$A$ cyclist speeding at $18 \; km/h$ on a level road takes a sharp circular turn of radius $3 \; m$ without reducing the speed. The coefficient of static friction between the tyres and the road is $0.1$. Will the cyclist slip while taking the turn?

$A$ string just breaks under a load of $50 \ kg$. $A$ mass of $1 \ kg$ is attached to one end of this string $10 \ m$ long and is rotated in a horizontal circle. Calculate the greatest number of revolutions that the mass can make in one second without breaking the string. (Take $g = 10 \ m/s^2$)

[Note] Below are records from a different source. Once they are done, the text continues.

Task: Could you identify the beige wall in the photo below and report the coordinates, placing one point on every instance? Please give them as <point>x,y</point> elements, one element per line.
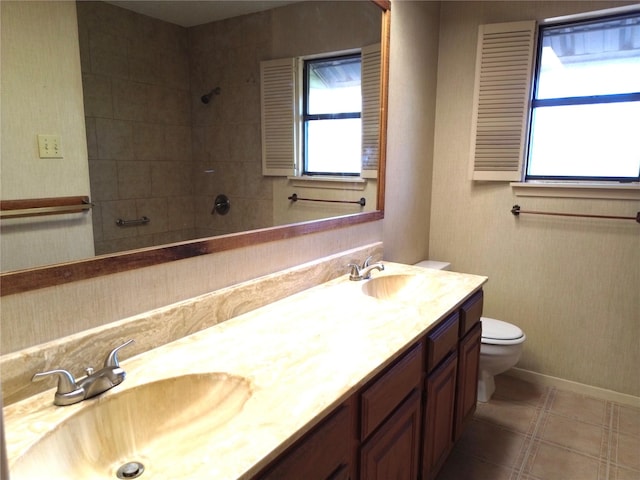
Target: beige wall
<point>39,38</point>
<point>571,284</point>
<point>412,90</point>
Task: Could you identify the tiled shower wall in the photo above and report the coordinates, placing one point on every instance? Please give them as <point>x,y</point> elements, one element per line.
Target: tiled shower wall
<point>155,149</point>
<point>138,120</point>
<point>226,132</point>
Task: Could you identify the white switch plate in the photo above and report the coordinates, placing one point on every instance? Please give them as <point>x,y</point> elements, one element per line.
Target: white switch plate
<point>49,146</point>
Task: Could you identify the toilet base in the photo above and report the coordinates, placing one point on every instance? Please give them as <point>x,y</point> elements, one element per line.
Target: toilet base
<point>486,386</point>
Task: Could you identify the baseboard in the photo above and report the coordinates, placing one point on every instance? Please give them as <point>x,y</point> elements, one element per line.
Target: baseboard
<point>581,388</point>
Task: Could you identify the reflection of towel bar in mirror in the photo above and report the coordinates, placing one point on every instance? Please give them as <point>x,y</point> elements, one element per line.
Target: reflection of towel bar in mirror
<point>294,198</point>
<point>132,223</point>
<point>32,207</point>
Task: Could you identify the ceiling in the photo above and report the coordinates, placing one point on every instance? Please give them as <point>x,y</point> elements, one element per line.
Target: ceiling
<point>188,13</point>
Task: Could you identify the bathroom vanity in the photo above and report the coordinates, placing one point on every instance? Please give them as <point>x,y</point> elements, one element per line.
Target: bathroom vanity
<point>404,420</point>
<point>367,379</point>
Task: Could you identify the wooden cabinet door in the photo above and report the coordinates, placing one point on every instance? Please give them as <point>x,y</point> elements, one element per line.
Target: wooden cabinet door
<point>439,416</point>
<point>467,388</point>
<point>393,451</point>
<point>325,453</point>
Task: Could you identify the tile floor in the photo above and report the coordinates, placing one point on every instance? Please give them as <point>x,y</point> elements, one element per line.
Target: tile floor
<point>527,432</point>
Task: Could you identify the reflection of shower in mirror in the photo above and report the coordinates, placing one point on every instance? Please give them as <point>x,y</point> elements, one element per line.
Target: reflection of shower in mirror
<point>207,97</point>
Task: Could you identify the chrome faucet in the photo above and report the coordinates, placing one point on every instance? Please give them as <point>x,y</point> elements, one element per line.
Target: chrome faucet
<point>72,391</point>
<point>364,272</point>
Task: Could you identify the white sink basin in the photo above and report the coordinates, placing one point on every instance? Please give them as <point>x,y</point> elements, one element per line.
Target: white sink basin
<point>160,425</point>
<point>400,287</point>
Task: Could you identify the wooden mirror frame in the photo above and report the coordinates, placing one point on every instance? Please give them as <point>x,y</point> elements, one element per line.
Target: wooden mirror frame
<point>20,281</point>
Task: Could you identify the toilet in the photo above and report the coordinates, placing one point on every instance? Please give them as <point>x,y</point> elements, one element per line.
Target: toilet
<point>501,346</point>
<point>500,350</point>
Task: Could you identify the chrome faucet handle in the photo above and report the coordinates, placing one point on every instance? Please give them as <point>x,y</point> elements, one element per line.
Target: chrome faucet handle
<point>354,274</point>
<point>66,382</point>
<point>112,359</point>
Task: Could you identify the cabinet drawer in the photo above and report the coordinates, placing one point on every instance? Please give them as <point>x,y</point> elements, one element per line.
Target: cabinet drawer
<point>442,340</point>
<point>390,388</point>
<point>470,313</point>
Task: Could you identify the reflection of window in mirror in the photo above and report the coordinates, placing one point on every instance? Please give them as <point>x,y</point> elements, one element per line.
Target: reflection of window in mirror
<point>331,116</point>
<point>320,114</point>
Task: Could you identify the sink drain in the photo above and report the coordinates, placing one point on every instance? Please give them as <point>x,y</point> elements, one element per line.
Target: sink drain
<point>130,470</point>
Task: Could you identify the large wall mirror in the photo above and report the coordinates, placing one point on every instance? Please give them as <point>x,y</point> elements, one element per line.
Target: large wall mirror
<point>169,117</point>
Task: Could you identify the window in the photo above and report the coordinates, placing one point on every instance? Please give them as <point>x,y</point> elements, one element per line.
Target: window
<point>321,116</point>
<point>331,116</point>
<point>585,111</point>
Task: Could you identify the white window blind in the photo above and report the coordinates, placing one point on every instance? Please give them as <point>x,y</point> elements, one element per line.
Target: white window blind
<point>279,116</point>
<point>504,68</point>
<point>370,110</point>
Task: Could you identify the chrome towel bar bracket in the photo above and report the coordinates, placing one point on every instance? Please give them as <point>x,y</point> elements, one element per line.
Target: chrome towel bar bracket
<point>132,223</point>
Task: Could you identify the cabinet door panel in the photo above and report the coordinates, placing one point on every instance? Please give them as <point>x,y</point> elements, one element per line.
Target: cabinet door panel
<point>324,453</point>
<point>386,392</point>
<point>439,416</point>
<point>467,389</point>
<point>392,452</point>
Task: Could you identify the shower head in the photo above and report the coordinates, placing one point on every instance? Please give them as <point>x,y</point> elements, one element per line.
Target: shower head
<point>207,97</point>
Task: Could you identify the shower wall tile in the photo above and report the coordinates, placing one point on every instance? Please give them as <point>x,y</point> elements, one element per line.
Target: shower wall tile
<point>177,143</point>
<point>114,138</point>
<point>104,179</point>
<point>156,210</point>
<point>92,140</point>
<point>98,98</point>
<point>134,179</point>
<point>138,112</point>
<point>148,141</point>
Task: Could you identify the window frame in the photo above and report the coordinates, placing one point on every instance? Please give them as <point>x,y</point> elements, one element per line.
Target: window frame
<point>566,101</point>
<point>305,116</point>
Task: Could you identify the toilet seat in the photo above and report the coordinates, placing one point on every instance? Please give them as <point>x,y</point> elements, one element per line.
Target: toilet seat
<point>497,332</point>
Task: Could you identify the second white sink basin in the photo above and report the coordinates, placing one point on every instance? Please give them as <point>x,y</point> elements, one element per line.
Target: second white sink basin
<point>400,287</point>
<point>160,424</point>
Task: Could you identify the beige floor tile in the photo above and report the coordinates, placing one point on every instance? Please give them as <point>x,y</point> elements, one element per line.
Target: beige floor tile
<point>556,463</point>
<point>628,421</point>
<point>579,407</point>
<point>620,473</point>
<point>515,390</point>
<point>628,452</point>
<point>461,466</point>
<point>492,443</point>
<point>582,437</point>
<point>518,417</point>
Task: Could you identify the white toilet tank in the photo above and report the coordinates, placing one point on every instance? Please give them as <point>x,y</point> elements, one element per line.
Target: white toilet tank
<point>434,265</point>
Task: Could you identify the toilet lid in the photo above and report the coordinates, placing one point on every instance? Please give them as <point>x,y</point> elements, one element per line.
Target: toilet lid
<point>499,332</point>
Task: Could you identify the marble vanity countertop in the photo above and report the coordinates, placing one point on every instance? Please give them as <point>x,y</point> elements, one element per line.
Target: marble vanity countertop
<point>300,356</point>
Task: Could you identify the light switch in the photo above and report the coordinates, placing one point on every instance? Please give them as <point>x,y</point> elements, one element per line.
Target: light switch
<point>49,146</point>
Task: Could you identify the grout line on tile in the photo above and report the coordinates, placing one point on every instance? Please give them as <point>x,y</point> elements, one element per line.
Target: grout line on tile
<point>612,409</point>
<point>530,447</point>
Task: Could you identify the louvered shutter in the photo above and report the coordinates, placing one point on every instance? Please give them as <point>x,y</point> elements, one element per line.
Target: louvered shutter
<point>278,95</point>
<point>504,68</point>
<point>370,110</point>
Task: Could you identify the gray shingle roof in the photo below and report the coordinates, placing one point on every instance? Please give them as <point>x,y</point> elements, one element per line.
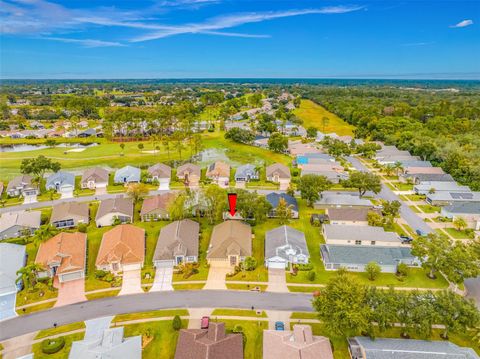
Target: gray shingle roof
<point>284,242</point>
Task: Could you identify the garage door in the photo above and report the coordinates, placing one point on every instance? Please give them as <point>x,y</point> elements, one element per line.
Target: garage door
<point>276,265</point>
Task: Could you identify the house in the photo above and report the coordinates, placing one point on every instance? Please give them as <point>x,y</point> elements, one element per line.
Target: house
<point>189,174</point>
<point>445,198</point>
<point>22,186</point>
<point>297,344</point>
<point>94,178</point>
<point>12,259</point>
<point>112,209</point>
<point>274,199</point>
<point>162,174</point>
<point>61,182</point>
<point>285,245</point>
<point>177,243</point>
<point>122,248</point>
<point>19,223</point>
<point>246,173</point>
<point>355,258</point>
<point>69,214</point>
<point>359,235</point>
<point>348,216</point>
<point>219,173</point>
<point>64,256</point>
<point>231,242</point>
<point>211,343</point>
<point>279,173</point>
<point>127,174</point>
<point>366,348</point>
<point>341,199</point>
<point>469,211</point>
<point>156,208</point>
<point>102,342</point>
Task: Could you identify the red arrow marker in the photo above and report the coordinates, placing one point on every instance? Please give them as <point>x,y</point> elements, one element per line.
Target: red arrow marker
<point>232,203</point>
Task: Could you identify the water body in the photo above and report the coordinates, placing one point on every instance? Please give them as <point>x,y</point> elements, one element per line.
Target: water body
<point>26,147</point>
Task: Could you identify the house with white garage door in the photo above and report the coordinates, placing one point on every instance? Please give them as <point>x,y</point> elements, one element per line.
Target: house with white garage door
<point>63,256</point>
<point>12,258</point>
<point>285,245</point>
<point>122,248</point>
<point>177,244</point>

$A$ $70 \; kg$ man stands in contact against the inner wall of a hollow cylindrical drum of radius $3 \; m$ rotating about its vertical axis. The coefficient of friction between the wall and his clothing is $0.15$. What is the minimum rotational speed (in $rad/s$) of the cylinder to enable the man to remain stuck to the wall (without falling) when the floor is suddenly removed? (Take $g = 10 \; m/s^2$)

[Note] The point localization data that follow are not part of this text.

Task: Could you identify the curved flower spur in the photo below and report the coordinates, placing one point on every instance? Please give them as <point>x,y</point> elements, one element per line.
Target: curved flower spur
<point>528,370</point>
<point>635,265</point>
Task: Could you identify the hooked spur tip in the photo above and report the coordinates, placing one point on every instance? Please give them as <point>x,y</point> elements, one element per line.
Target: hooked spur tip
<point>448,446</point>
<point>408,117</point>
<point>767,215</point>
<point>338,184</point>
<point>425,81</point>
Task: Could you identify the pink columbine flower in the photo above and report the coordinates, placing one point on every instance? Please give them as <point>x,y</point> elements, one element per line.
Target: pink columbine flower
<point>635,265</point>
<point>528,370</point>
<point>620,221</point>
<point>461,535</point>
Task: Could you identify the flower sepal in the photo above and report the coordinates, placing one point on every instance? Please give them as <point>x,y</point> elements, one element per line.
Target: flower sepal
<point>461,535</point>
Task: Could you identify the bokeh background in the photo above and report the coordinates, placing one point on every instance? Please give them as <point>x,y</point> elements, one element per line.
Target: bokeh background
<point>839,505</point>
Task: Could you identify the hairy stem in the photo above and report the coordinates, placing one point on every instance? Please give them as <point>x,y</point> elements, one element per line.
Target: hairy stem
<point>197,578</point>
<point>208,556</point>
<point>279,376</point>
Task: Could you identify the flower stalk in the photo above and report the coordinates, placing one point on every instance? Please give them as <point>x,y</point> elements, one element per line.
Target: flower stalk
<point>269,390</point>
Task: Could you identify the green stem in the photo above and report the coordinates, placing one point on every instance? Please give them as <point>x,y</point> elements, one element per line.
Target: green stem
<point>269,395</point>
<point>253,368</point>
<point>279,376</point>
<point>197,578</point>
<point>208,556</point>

$A$ car turns a corner on a slippery road at a constant speed of $10\,m/s$. If the coefficient of friction is $0.5$,the minimum radius of the arc in meters in which the car turns is:

For a vehicle moving on a banked curved road,using a free body diagram $(FBD)$,obtain the formula for the maximum safe speed $(v_{max})$.

The maximum safe speed of a car on a horizontal road with a radius of $500\,m$ and a coefficient of friction of $0.5$ is ...... $m/s$.